The film beautifully plays like a collection of moments, much like the photo montages that Greta Gerwig's Abbie pieces together to tell a personal story. But snapshots and descriptions can only do so much to make an observer feel that emotion, or allow them to truly understand a person, and I suppose that's the greatest point about the film. It's not about fully understanding these characters or their flaws and hang-ups, but instead looking over the actions of these characters without a judgmental or cynical eye, and seeing these perceived flaws as an expansion to personality, and all the more reason to love them. It all comes to leave a great impact on Jamie in shaping him, but to give him credit - as well as newcomer Lucas Jade Zumann, that still doesn't make him a blank slate. He's still full of unique ideas and fully realized internal whiplash, and even as he absorbs new beliefs and causes as part of his identity, his angst and connection to those close figures in his life is always present and deeply felt, and even hit me on a personal note as I too felt that my most important connections came from the strong female figures in my life.

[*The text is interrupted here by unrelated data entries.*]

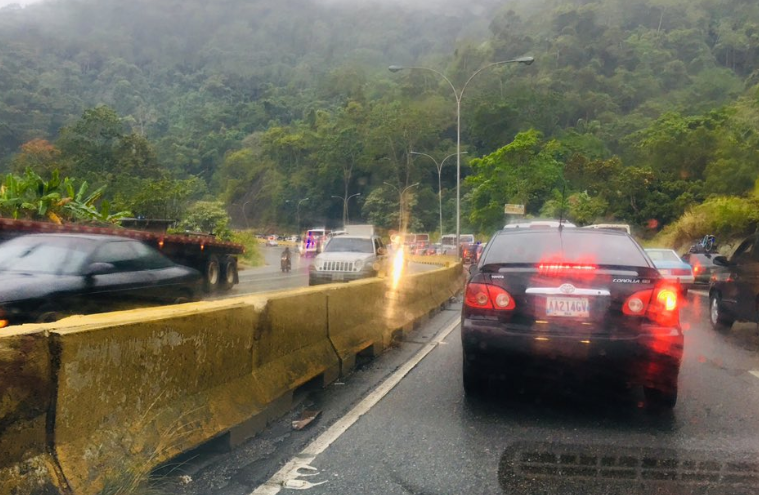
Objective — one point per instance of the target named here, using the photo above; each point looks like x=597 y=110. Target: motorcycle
x=285 y=263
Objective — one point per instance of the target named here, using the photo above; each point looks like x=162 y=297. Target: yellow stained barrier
x=26 y=465
x=356 y=319
x=131 y=390
x=136 y=388
x=291 y=343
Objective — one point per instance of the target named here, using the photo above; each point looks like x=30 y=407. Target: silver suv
x=348 y=257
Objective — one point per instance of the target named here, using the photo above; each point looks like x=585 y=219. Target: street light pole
x=459 y=95
x=400 y=202
x=345 y=206
x=439 y=167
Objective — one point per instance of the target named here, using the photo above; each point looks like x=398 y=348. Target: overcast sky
x=3 y=3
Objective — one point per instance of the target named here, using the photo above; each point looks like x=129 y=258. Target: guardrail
x=91 y=400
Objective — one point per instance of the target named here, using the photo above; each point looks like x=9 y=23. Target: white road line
x=290 y=470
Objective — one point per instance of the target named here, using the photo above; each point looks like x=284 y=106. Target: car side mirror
x=721 y=261
x=99 y=269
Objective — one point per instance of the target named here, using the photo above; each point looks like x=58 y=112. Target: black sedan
x=47 y=276
x=734 y=289
x=571 y=301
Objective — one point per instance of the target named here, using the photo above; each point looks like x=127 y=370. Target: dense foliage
x=634 y=110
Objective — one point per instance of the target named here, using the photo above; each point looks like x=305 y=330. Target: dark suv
x=734 y=289
x=572 y=299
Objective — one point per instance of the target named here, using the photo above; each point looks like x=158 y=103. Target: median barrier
x=26 y=462
x=356 y=320
x=292 y=343
x=98 y=401
x=136 y=388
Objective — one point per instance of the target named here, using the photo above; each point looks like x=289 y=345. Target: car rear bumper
x=651 y=358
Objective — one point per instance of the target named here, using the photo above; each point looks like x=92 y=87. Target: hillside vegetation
x=635 y=110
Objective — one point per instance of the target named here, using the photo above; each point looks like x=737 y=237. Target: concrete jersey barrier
x=103 y=398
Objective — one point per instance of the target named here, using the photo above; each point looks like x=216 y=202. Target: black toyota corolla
x=570 y=299
x=44 y=277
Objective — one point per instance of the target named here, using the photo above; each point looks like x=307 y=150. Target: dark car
x=734 y=289
x=572 y=300
x=703 y=266
x=47 y=276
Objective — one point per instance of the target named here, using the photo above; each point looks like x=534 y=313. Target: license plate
x=576 y=307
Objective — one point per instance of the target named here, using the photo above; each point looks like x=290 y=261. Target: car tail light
x=660 y=305
x=558 y=269
x=486 y=296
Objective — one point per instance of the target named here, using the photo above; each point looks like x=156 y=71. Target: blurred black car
x=703 y=266
x=47 y=276
x=547 y=302
x=734 y=289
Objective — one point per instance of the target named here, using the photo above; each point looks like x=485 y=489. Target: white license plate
x=576 y=307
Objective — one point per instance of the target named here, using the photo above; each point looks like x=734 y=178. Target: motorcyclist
x=286 y=258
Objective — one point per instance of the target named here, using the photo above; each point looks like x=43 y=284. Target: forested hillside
x=634 y=109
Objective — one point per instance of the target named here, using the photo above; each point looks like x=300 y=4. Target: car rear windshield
x=347 y=245
x=570 y=246
x=663 y=255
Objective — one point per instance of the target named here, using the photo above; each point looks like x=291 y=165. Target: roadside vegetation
x=637 y=111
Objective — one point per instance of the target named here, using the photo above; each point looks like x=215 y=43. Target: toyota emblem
x=567 y=289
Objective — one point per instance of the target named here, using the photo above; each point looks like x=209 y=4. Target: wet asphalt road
x=424 y=436
x=270 y=277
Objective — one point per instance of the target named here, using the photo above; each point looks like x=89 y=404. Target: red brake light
x=486 y=296
x=555 y=269
x=660 y=305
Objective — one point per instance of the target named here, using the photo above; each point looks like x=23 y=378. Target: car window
x=662 y=255
x=347 y=245
x=150 y=259
x=121 y=254
x=62 y=256
x=744 y=251
x=536 y=246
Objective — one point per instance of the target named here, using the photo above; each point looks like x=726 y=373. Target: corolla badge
x=567 y=289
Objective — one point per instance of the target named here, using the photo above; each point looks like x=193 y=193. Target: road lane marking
x=290 y=470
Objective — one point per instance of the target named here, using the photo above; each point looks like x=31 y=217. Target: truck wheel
x=228 y=273
x=211 y=274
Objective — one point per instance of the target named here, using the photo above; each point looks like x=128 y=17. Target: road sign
x=514 y=209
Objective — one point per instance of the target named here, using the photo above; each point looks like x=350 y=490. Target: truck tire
x=228 y=273
x=211 y=274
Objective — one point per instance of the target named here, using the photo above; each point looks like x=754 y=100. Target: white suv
x=346 y=258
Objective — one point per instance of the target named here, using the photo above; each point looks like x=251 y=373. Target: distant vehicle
x=348 y=257
x=672 y=268
x=575 y=299
x=313 y=241
x=621 y=227
x=214 y=258
x=703 y=266
x=360 y=230
x=539 y=224
x=734 y=289
x=448 y=243
x=44 y=277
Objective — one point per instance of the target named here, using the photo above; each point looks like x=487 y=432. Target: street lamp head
x=525 y=60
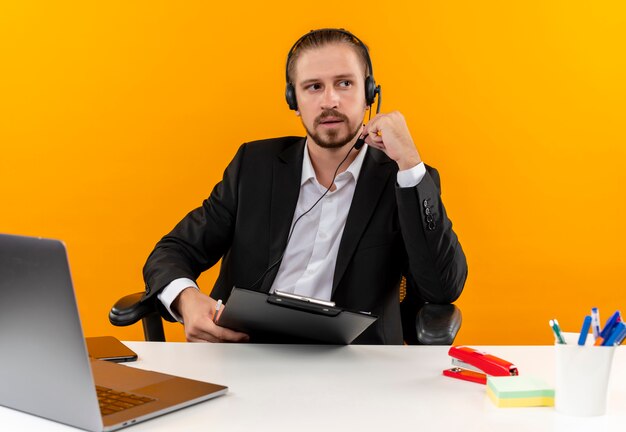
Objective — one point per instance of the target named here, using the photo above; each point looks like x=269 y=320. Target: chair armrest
x=438 y=324
x=131 y=308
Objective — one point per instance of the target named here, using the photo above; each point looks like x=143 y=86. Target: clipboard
x=288 y=318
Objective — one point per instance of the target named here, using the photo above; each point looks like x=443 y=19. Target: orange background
x=116 y=118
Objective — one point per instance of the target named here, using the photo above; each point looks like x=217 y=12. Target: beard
x=332 y=138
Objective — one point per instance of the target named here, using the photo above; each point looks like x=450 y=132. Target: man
x=381 y=218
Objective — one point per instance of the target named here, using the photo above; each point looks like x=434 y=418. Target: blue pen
x=584 y=331
x=616 y=336
x=610 y=325
x=595 y=322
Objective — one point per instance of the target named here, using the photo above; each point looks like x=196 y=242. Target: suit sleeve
x=200 y=239
x=436 y=262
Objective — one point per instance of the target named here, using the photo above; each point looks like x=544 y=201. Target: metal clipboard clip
x=473 y=365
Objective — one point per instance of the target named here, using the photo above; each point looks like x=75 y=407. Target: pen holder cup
x=582 y=379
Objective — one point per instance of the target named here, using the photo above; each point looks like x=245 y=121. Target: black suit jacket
x=390 y=232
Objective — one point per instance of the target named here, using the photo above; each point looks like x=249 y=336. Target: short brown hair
x=322 y=37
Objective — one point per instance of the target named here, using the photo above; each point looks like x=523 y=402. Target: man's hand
x=389 y=133
x=198 y=310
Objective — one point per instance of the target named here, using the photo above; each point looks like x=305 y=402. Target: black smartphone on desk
x=110 y=349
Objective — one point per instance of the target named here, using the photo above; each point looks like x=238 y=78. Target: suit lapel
x=287 y=173
x=373 y=177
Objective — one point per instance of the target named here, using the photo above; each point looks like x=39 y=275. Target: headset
x=371 y=89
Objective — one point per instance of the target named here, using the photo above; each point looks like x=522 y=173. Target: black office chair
x=422 y=323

And what strong figures the ones in the film are. with Annete Bening headlining the film as a luminous, but deeply heartbreaking mother trying as best as she can to get to her son's core. Try as she might, she's still so caught up with her own fears to break free of her internal safeguards, hesitant to let anyone see her through to her own core, firmly rooting herself in the past rather than be willing to move on and make meaningful change. She also gets terrific support from the two other important ladies. Elle Fanning, having a banner year with 2016, is absolutely lovely as Jamie's closest high school friend, enjoying a platonic and tightly knit relationship of mutual respect and free-flowing conversation, often one to brag of her sexual endeavors, as well as exhibiting often profound ideals about love. But if I were to call anyone in this cast MVP, Greta Gerwig is practically a revelation in this movie. Admittedly I haven't been a fan of her (especially when she's writing her own scripts), but here she's found a natural home for her stream-of-consciousness musings and quirks, as well as showing layers upon layers of emotional weight. She's the closest Jamie has to a big sister, while also playing something of an alternate mother to him, as inexperienced and prone to mistakes as any new mother is. It truly says something about how great a cast is when Billy Crudup's William, the one prominent male figure in Jamie's life, a heartbroken yet carefree handyman, is the weakest of the cast... a cast, I should say, doesn't have a single weak link to be found.

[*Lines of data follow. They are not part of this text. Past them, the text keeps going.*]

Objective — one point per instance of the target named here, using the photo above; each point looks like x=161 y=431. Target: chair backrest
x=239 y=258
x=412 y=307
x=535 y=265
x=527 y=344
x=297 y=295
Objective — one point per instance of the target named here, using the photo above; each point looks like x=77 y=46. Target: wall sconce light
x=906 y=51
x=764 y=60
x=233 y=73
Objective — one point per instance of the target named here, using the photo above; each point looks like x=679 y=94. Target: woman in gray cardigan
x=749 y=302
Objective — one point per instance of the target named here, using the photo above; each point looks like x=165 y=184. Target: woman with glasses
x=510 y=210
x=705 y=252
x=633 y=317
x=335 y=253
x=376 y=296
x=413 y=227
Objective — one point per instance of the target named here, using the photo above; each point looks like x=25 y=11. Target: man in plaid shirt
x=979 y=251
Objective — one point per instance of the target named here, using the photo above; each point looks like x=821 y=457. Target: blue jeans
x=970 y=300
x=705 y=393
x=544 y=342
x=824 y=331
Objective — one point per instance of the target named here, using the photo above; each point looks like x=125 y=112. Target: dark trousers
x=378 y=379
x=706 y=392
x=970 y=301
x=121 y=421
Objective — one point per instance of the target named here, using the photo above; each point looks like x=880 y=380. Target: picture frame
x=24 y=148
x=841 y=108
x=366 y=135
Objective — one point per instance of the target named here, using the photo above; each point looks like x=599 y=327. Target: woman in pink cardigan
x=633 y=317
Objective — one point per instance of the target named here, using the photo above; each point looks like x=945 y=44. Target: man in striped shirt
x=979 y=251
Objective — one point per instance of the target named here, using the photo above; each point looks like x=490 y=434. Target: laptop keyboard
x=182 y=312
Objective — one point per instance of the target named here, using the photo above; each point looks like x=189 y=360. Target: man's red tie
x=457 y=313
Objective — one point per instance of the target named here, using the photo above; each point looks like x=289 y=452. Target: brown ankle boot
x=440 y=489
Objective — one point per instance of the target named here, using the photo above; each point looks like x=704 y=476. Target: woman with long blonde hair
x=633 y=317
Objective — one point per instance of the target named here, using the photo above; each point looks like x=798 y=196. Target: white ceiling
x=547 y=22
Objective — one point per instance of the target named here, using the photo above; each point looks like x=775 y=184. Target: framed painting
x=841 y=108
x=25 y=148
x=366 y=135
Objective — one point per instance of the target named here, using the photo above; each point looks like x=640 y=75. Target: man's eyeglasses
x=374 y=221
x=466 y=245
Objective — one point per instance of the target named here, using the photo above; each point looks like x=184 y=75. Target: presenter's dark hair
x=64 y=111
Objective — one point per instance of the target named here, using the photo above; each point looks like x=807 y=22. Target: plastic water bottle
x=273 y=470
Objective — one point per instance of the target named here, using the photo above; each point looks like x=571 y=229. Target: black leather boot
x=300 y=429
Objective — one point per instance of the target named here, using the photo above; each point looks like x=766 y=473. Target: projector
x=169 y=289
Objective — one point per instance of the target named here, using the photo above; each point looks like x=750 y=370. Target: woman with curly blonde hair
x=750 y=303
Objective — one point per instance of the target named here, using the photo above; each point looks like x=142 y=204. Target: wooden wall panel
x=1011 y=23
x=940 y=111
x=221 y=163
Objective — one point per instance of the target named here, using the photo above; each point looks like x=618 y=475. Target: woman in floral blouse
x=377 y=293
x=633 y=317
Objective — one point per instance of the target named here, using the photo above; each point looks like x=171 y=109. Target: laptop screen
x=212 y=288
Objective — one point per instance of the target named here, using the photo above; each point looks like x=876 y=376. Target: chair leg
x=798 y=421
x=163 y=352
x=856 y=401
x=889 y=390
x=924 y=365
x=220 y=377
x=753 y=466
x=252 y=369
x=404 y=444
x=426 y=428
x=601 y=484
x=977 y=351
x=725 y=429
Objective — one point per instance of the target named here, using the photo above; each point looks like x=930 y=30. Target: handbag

Much like Mills' previous film Beginners, culture also plays a great part in 20th Century Women, and going along with the aforementioned power of moments throughout the film, has the delightful novelty of opening a time capsule and reliving a long gone past. But it's also a film about looking to the future, from the fears of mortality and ever-changing political moods, to the fazing out of in the moments fads, to looking past the bleakness to see the beauty and amazing progression of people and technology, to even learning how to let those people closest to you go. Even as they branch out to different paths, to the point they may lose touch, it's those memories and fond connections with those people that make for the most meaningful experiences, both positive and negative, shaping us and preparing us for much greater things to come.

It's a movie I am more than willing to adopt as part of my soul, and if it weren't for another certain movie already stealing my heart, I'd easily call it the year's best film.